Meet the CEO - Stewart Bartlett

June 15, 2022

Meet the CEO - Stewart Bartlett

Tell us about your background

I studied engineering and started working as a semiconductor designer. The company I worked for developed products for the medical industry, including companies like Cochlear, where I first got exposed to the medical devices industry.

Medical devices… It is a challenging scenario

Our product at Ferronova is even more challenging, as it is a combination between a medical device and a drug

How did you end up in this sort of medical device sector, cancer-tracers?

After semiconductor design, I moved to a startup developing consumer and professional audio products, which led me to the ultrasound industry, where I co-founded Signostics in 2005, a smart ultrasound company. In 2015 Signostics became part of Echonous, a company majority owned by KKR, an American private equity group; I left in 2017 and  I joined Ferronova as the CEO, and have been here for the last four and a half years

So answering your question, I moved from “sound” that wasn’t medical to ultrasound that was, to co-founder and COO and then CEO of Ferronova.
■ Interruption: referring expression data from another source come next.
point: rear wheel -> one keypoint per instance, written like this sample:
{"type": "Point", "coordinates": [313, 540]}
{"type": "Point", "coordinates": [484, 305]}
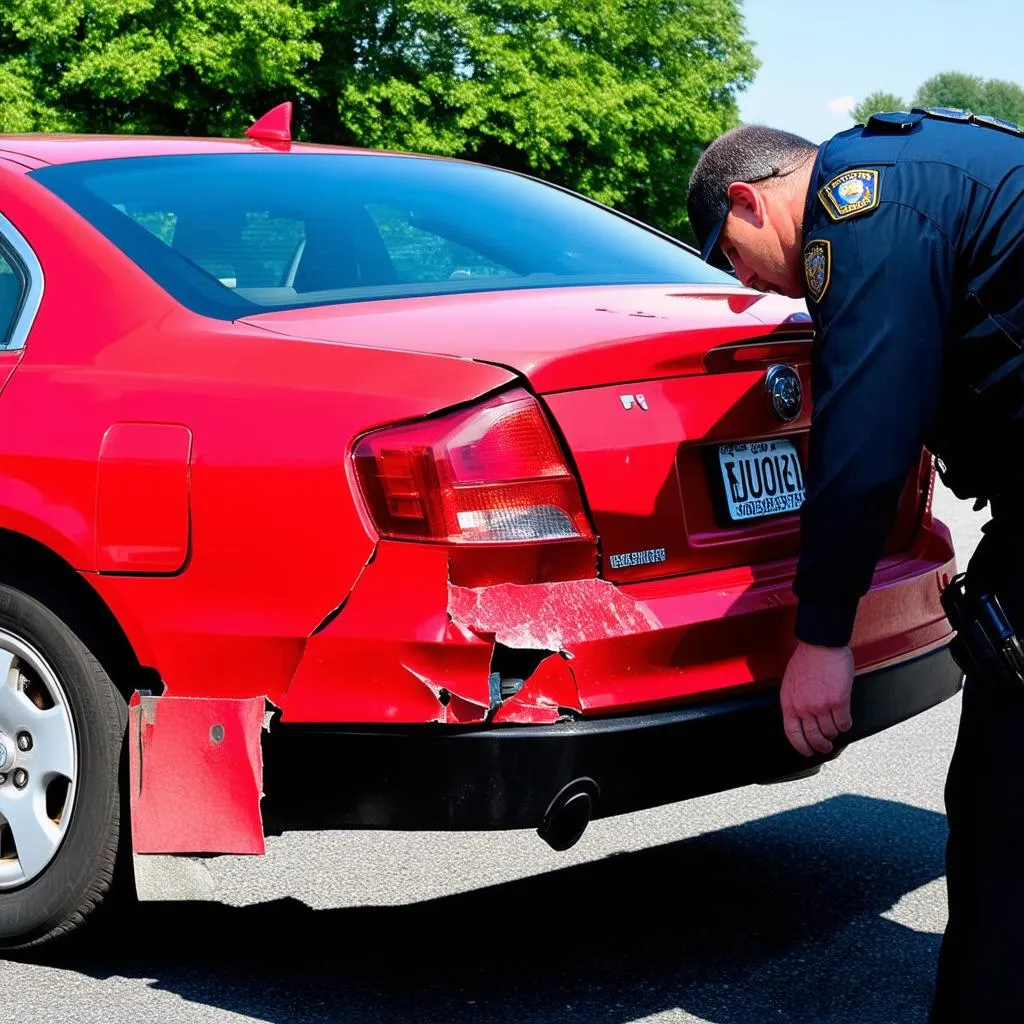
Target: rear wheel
{"type": "Point", "coordinates": [61, 734]}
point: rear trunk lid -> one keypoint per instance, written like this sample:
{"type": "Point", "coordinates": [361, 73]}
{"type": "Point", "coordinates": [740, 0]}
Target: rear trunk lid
{"type": "Point", "coordinates": [660, 396]}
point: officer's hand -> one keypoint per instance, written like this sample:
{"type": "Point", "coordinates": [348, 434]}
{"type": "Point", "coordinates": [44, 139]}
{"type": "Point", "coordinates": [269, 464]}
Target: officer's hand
{"type": "Point", "coordinates": [816, 696]}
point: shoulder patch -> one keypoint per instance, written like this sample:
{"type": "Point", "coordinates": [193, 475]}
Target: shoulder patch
{"type": "Point", "coordinates": [817, 267]}
{"type": "Point", "coordinates": [851, 193]}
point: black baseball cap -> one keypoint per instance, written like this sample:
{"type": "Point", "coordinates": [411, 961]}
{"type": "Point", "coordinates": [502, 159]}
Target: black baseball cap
{"type": "Point", "coordinates": [748, 154]}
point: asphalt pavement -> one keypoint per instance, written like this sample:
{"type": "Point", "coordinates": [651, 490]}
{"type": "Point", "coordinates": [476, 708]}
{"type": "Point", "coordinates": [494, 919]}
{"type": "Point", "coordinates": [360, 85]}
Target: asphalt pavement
{"type": "Point", "coordinates": [815, 901]}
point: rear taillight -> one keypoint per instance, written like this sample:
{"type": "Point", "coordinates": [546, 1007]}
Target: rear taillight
{"type": "Point", "coordinates": [491, 474]}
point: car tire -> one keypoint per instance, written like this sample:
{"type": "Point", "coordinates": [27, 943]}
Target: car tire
{"type": "Point", "coordinates": [81, 869]}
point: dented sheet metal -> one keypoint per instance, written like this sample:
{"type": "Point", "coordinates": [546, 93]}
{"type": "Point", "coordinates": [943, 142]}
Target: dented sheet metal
{"type": "Point", "coordinates": [552, 615]}
{"type": "Point", "coordinates": [197, 774]}
{"type": "Point", "coordinates": [545, 696]}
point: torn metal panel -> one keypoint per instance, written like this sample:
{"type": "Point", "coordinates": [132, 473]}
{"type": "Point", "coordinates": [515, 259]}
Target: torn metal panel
{"type": "Point", "coordinates": [393, 655]}
{"type": "Point", "coordinates": [550, 615]}
{"type": "Point", "coordinates": [452, 709]}
{"type": "Point", "coordinates": [545, 696]}
{"type": "Point", "coordinates": [196, 774]}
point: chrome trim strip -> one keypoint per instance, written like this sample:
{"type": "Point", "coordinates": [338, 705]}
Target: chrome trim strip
{"type": "Point", "coordinates": [34, 297]}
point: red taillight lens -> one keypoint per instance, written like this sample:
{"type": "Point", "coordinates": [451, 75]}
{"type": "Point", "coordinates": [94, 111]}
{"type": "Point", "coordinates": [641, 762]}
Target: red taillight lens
{"type": "Point", "coordinates": [494, 474]}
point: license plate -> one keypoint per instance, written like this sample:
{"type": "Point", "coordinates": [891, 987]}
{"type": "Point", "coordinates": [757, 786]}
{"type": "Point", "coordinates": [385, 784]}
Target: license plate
{"type": "Point", "coordinates": [761, 478]}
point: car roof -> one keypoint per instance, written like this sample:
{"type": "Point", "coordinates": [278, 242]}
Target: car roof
{"type": "Point", "coordinates": [57, 148]}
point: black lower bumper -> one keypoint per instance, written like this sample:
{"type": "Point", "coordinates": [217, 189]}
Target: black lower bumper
{"type": "Point", "coordinates": [492, 777]}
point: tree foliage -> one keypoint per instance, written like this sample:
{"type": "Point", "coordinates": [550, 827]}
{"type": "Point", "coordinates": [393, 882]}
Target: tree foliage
{"type": "Point", "coordinates": [966, 92]}
{"type": "Point", "coordinates": [614, 98]}
{"type": "Point", "coordinates": [877, 102]}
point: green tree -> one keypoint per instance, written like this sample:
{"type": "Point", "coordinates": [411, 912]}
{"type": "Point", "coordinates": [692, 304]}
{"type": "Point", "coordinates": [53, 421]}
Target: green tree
{"type": "Point", "coordinates": [614, 98]}
{"type": "Point", "coordinates": [877, 102]}
{"type": "Point", "coordinates": [1003, 99]}
{"type": "Point", "coordinates": [968, 92]}
{"type": "Point", "coordinates": [148, 66]}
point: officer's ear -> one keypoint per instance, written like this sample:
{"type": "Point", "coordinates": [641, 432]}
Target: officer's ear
{"type": "Point", "coordinates": [747, 203]}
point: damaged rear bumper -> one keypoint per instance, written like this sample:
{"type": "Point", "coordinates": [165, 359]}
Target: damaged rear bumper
{"type": "Point", "coordinates": [506, 776]}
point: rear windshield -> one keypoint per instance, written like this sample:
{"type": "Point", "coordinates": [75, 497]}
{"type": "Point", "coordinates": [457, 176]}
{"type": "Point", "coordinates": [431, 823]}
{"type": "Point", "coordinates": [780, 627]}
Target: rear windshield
{"type": "Point", "coordinates": [233, 235]}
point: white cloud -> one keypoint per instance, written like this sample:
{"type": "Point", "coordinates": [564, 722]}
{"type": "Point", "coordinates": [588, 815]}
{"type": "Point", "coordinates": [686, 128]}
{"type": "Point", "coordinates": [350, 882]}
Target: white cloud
{"type": "Point", "coordinates": [841, 104]}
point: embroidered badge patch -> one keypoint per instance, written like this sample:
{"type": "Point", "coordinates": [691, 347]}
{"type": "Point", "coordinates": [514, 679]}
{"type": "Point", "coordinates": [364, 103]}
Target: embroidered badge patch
{"type": "Point", "coordinates": [851, 193]}
{"type": "Point", "coordinates": [817, 267]}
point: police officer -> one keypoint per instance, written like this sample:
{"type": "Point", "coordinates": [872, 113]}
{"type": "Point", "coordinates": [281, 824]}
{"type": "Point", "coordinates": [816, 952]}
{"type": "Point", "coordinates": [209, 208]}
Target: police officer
{"type": "Point", "coordinates": [906, 238]}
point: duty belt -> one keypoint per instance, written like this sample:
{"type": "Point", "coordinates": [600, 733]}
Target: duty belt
{"type": "Point", "coordinates": [986, 643]}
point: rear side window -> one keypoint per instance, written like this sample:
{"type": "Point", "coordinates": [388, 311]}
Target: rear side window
{"type": "Point", "coordinates": [12, 287]}
{"type": "Point", "coordinates": [237, 233]}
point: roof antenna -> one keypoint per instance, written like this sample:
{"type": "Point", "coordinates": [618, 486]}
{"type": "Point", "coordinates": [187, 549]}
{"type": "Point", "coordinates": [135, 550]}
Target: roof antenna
{"type": "Point", "coordinates": [274, 126]}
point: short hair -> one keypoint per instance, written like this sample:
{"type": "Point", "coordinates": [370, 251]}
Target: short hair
{"type": "Point", "coordinates": [751, 153]}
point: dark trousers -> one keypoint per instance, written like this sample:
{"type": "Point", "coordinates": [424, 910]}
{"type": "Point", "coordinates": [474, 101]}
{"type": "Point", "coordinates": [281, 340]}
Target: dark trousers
{"type": "Point", "coordinates": [980, 977]}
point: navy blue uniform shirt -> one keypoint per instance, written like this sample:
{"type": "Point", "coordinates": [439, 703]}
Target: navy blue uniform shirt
{"type": "Point", "coordinates": [913, 255]}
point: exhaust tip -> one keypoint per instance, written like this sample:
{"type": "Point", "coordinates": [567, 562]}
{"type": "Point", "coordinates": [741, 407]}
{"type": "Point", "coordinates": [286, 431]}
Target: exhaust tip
{"type": "Point", "coordinates": [568, 814]}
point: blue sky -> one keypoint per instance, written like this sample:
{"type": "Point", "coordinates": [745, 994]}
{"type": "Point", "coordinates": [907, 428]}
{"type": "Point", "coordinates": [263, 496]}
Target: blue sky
{"type": "Point", "coordinates": [816, 56]}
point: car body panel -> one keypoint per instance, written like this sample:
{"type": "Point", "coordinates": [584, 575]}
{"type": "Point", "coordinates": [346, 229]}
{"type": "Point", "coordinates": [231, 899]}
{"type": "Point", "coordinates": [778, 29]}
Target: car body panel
{"type": "Point", "coordinates": [558, 338]}
{"type": "Point", "coordinates": [258, 577]}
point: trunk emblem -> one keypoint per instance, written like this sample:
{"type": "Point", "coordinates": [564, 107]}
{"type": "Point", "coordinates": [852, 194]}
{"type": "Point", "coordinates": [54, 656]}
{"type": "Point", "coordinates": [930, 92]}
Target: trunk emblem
{"type": "Point", "coordinates": [629, 400]}
{"type": "Point", "coordinates": [785, 393]}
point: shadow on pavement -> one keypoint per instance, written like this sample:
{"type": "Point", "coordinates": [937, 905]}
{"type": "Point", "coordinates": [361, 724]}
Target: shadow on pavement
{"type": "Point", "coordinates": [777, 920]}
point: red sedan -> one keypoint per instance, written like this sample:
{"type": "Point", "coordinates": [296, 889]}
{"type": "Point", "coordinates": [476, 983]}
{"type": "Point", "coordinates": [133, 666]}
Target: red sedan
{"type": "Point", "coordinates": [354, 489]}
Could you describe Ferronova/talk about its Vision and Mision in a few words

Our Mission is to transform cancer outcomes through precision surgery, imaging,  and therapy, using a patented nanoparticle platform. Our first product is used for lymphatic mapping and is designed to increase the accuracy of identifying the lymph nodes involved in the early spread of solid tumours. We are initially tackling complex cancers of the gastro-intestinal tract where patient outcomes can be poor.
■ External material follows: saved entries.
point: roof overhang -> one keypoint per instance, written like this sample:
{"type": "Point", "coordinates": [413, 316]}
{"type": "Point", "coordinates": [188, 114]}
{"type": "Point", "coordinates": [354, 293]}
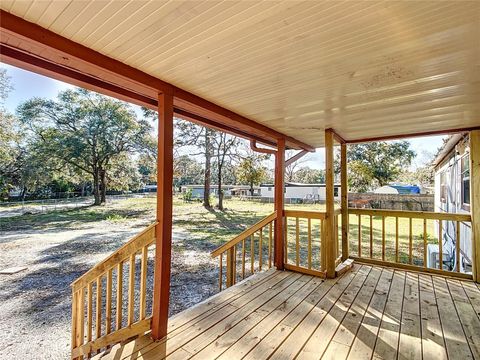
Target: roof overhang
{"type": "Point", "coordinates": [31, 47]}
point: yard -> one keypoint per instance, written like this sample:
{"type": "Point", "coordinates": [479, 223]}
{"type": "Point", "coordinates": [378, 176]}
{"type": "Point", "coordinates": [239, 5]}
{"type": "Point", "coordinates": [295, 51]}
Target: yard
{"type": "Point", "coordinates": [58, 246]}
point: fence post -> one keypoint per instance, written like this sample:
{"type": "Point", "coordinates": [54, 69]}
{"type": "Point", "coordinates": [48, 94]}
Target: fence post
{"type": "Point", "coordinates": [344, 198]}
{"type": "Point", "coordinates": [231, 266]}
{"type": "Point", "coordinates": [330, 206]}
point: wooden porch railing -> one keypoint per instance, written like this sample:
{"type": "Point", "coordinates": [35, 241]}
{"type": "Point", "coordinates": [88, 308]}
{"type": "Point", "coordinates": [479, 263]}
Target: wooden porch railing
{"type": "Point", "coordinates": [371, 242]}
{"type": "Point", "coordinates": [305, 240]}
{"type": "Point", "coordinates": [105, 287]}
{"type": "Point", "coordinates": [256, 248]}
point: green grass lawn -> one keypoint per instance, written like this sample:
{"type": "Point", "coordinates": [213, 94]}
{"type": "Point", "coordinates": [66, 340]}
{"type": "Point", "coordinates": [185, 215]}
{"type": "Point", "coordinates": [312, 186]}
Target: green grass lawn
{"type": "Point", "coordinates": [216, 227]}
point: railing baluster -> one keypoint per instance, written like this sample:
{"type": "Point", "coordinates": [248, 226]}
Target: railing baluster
{"type": "Point", "coordinates": [230, 266]}
{"type": "Point", "coordinates": [74, 319]}
{"type": "Point", "coordinates": [286, 240]}
{"type": "Point", "coordinates": [98, 309]}
{"type": "Point", "coordinates": [80, 317]}
{"type": "Point", "coordinates": [108, 303]}
{"type": "Point", "coordinates": [252, 253]}
{"type": "Point", "coordinates": [234, 264]}
{"type": "Point", "coordinates": [323, 249]}
{"type": "Point", "coordinates": [243, 259]}
{"type": "Point", "coordinates": [220, 272]}
{"type": "Point", "coordinates": [260, 250]}
{"type": "Point", "coordinates": [270, 239]}
{"type": "Point", "coordinates": [297, 241]}
{"type": "Point", "coordinates": [359, 235]}
{"type": "Point", "coordinates": [335, 227]}
{"type": "Point", "coordinates": [119, 296]}
{"type": "Point", "coordinates": [424, 242]}
{"type": "Point", "coordinates": [383, 238]}
{"type": "Point", "coordinates": [143, 283]}
{"type": "Point", "coordinates": [440, 245]}
{"type": "Point", "coordinates": [371, 236]}
{"type": "Point", "coordinates": [396, 239]}
{"type": "Point", "coordinates": [89, 311]}
{"type": "Point", "coordinates": [309, 225]}
{"type": "Point", "coordinates": [410, 240]}
{"type": "Point", "coordinates": [101, 335]}
{"type": "Point", "coordinates": [457, 247]}
{"type": "Point", "coordinates": [131, 290]}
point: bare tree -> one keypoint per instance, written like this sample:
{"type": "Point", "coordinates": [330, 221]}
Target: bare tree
{"type": "Point", "coordinates": [225, 148]}
{"type": "Point", "coordinates": [291, 169]}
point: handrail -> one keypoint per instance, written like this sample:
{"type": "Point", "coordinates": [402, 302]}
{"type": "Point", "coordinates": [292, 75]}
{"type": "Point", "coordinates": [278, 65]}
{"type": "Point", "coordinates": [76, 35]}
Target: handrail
{"type": "Point", "coordinates": [243, 235]}
{"type": "Point", "coordinates": [255, 251]}
{"type": "Point", "coordinates": [413, 254]}
{"type": "Point", "coordinates": [146, 237]}
{"type": "Point", "coordinates": [430, 215]}
{"type": "Point", "coordinates": [308, 214]}
{"type": "Point", "coordinates": [98, 295]}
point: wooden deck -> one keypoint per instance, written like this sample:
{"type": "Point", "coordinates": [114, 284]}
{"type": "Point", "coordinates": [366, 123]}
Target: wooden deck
{"type": "Point", "coordinates": [369, 312]}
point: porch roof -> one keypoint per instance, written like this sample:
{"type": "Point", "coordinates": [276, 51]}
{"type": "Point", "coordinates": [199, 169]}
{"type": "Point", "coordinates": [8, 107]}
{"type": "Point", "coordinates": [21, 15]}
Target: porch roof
{"type": "Point", "coordinates": [367, 69]}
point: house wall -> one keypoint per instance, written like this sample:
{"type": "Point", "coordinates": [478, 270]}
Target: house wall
{"type": "Point", "coordinates": [406, 202]}
{"type": "Point", "coordinates": [450, 167]}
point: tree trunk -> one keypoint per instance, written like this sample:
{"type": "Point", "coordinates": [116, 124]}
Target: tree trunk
{"type": "Point", "coordinates": [220, 192]}
{"type": "Point", "coordinates": [103, 187]}
{"type": "Point", "coordinates": [208, 157]}
{"type": "Point", "coordinates": [96, 187]}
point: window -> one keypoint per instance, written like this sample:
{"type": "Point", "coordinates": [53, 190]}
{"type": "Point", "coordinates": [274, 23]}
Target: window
{"type": "Point", "coordinates": [465, 182]}
{"type": "Point", "coordinates": [443, 187]}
The biggest learning curve as Ferronova’s CEO

When I first joined Ferronova, the technology was still being researched and refined. One learning from this process is early in the process the issues will always take longer to resolve than anticipated. Also, look outside for solutions. We engaged with the University of Sydney to assist and the end result has been a very productive collaboration between ourselves, UniSA, and the University of Sydney.  
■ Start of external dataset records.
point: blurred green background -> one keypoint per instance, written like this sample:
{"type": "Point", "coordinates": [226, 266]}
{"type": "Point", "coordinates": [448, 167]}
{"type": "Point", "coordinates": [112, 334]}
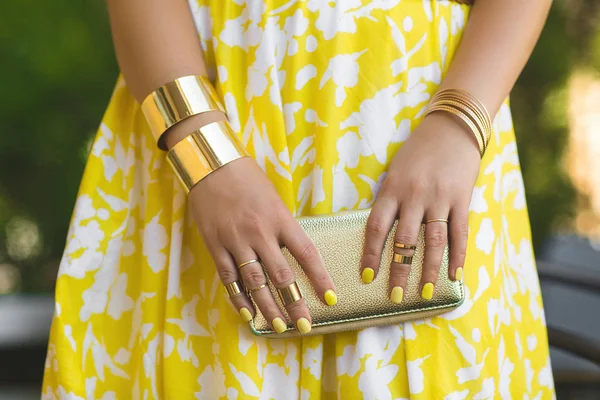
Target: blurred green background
{"type": "Point", "coordinates": [58, 70]}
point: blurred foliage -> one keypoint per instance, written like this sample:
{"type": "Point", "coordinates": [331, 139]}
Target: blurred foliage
{"type": "Point", "coordinates": [58, 71]}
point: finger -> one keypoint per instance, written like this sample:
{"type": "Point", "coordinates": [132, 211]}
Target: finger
{"type": "Point", "coordinates": [282, 276]}
{"type": "Point", "coordinates": [459, 234]}
{"type": "Point", "coordinates": [407, 234]}
{"type": "Point", "coordinates": [436, 238]}
{"type": "Point", "coordinates": [256, 282]}
{"type": "Point", "coordinates": [307, 255]}
{"type": "Point", "coordinates": [380, 222]}
{"type": "Point", "coordinates": [228, 273]}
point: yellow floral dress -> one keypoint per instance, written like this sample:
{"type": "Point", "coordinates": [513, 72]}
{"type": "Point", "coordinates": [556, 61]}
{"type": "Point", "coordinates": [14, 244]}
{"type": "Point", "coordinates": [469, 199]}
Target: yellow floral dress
{"type": "Point", "coordinates": [322, 93]}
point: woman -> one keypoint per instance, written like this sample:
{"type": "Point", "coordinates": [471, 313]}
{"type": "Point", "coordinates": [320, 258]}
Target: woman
{"type": "Point", "coordinates": [328, 97]}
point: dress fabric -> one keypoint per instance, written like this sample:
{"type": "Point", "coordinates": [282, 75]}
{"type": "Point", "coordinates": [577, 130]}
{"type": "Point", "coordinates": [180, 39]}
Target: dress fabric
{"type": "Point", "coordinates": [322, 93]}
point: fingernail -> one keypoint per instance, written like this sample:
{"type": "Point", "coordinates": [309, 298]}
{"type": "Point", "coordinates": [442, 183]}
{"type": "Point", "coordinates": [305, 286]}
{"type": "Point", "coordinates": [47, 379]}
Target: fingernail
{"type": "Point", "coordinates": [303, 326]}
{"type": "Point", "coordinates": [246, 315]}
{"type": "Point", "coordinates": [427, 292]}
{"type": "Point", "coordinates": [367, 275]}
{"type": "Point", "coordinates": [279, 325]}
{"type": "Point", "coordinates": [330, 298]}
{"type": "Point", "coordinates": [397, 294]}
{"type": "Point", "coordinates": [458, 274]}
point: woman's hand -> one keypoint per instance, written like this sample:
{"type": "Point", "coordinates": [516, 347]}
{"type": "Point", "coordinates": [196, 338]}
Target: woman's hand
{"type": "Point", "coordinates": [431, 177]}
{"type": "Point", "coordinates": [242, 218]}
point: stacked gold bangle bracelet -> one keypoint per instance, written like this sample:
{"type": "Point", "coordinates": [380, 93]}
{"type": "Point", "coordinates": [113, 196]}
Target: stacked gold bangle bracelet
{"type": "Point", "coordinates": [469, 109]}
{"type": "Point", "coordinates": [202, 151]}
The biggest learning for us was that investigator led clinical trials were challenging to manage as a company, so be prepared to take responsibility and put the effort in and be ready to sponsor clinical trials.

This is one area that can be a way to save money, but saving money is not always the best in the long term

You’ve been out there, showing and interacting with surgeons; what’s their general feedback?

Positive feedback: What we are doing is novel and different from other people trying to do similar things. We have the support from high profile surgeons across the globe of which see ‘tremendous potential to establish an effective strategy to tailor surgical and pathological assessment, through novel techniques such as sentinel lymph node biopsy.’

The most rewarding part?

Taking a product from university research and despite challenges, translating that technology into the clinic and clinical trials.

Also, the people we work and collaborate with, from the universities to people we’ve employed, and surgeons and clinicians, all the people we work with seem to have a common motivation to try and improve the outcomes of patients, which could be any of us one day. It’s been a very positive collaboration between Ferronova, the universities, partners and the clinicians.